The reality is it likely lays the groundwork for future tax increases and does little to solve the state’s fiscal woes.
Mind you, Illinois has the worst-funded state pension system in the nation, the worst credit rating in the country and is paying its bills months late.
In short, Illinois is a fiscal basket case. Such a situation demands strong medicine.
Instead, what we got was a placebo treatment — a sugar pill disguised as a potent remedy.
At the end of the day, the savings from the pension reform bill mainly comes in two forms — gradually raising government workers’ retirement age and lowering the cost-of-living adjustments, or COLAs, for retirees.
That’s it, folks.
Labor union officials are calling the pension changes onerous. The reality is it is too little, far too late.

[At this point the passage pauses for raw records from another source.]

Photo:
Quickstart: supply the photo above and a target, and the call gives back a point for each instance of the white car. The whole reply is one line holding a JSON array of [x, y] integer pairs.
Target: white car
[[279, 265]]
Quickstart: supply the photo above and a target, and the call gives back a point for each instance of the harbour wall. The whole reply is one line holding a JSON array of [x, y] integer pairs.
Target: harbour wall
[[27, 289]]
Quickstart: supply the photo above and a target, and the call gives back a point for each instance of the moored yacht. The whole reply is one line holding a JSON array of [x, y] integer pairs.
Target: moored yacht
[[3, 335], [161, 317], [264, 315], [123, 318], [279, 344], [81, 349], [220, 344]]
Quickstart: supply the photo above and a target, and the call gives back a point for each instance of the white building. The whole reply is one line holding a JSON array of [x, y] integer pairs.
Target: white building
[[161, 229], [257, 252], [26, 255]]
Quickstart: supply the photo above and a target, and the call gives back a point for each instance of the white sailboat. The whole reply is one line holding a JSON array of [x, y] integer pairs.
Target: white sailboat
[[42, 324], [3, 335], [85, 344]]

Under the legislation that Gov. Pat Quinn signed, state employees will still be retiring in their mid to late 50s for many years to come. And they will still be receiving COLAs in their retirement.
Meanwhile, most of the rest of us can look forward to retiring in our mid-60s and not getting any COLAs from our private retirement plans.
And the burden of financing public employees’ generous retirements falls on the shoulders of those of us with private retirement plans.
Three years ago, lawmakers passed a temporary income tax increase (from 3 percent to 5 percent) that’s slated to partially sunset in 18 months. The money was supposed to go toward helping the state pay its bills and to bring its pension systems back toward solvency.
But the state pension systems are at their worst level of funding ever. And that’s despite the state taking in more than $7.5 billion a year more through the higher income tax. Spending went up after the tax increase.
And even with legislative leaders’ optimistic projections, the pension reform bill would save Illinois at most $1.5 billion a year, according to Crain’s Chicago Business.
So even if those rosy projections become reality, those same legislative leaders would have to come up with more than $3 billion annually in savings elsewhere to ensure that the income tax hike partially sunsets as promised.
Come 2015, I can already hear the politicians explaining the need to make the higher in come tax permanent: “Well, we tried pension reform, and it just wasn’t enough …”
That’s right, it’s not nearly enough. The savings, to be blunt, are picayune compared with the pension systems’ overall fiscal woes.
And the promises this new bill makes are steps in the wrong direction.
For example, it empowers the pension systems to sue the state if they aren’t allocated as much money as they think they need. That’s a risky proposition for taxpayers.
Illinois’ five state pension systems invest in stocks, bonds, real estate and other volatile securities. Some of those investments pan out, while others don’t.
But guess what? Under this new plan, if those investments go south, the pension funds can sue the state and make up the difference.
Does anyone guarantee your 401(k) account that way? I didn’t think so.
The result is that you, the taxpayer, will be guaranteeing someone else’s pension that way.
Under the reform legislation, pension funding is more important than public safety, education or any other government program. Only paying off government bonds will be a higher priority.
I must have missed that day in junior high civics class where we learned that the primary purpose of government is to pay debt and provide for employee pensions.
During Tuesday’s debates on the bill, lawmaker after lawmaker said, “this bill isn’t perfect, but …” So they passed it. Legislators wanted to do something, anything to address this overwhelming problem.
I only wish their actions would solve the problem.
There’s little doubt in my mind that future legislators will need to address even worse pension crises because this legislation didn’t do nearly enough.
Scott Reeder is a veteran statehouse reporter and the journalist-in-residence at the Illinois Policy Institute, a nonprofit research group that supports the free market and limited government.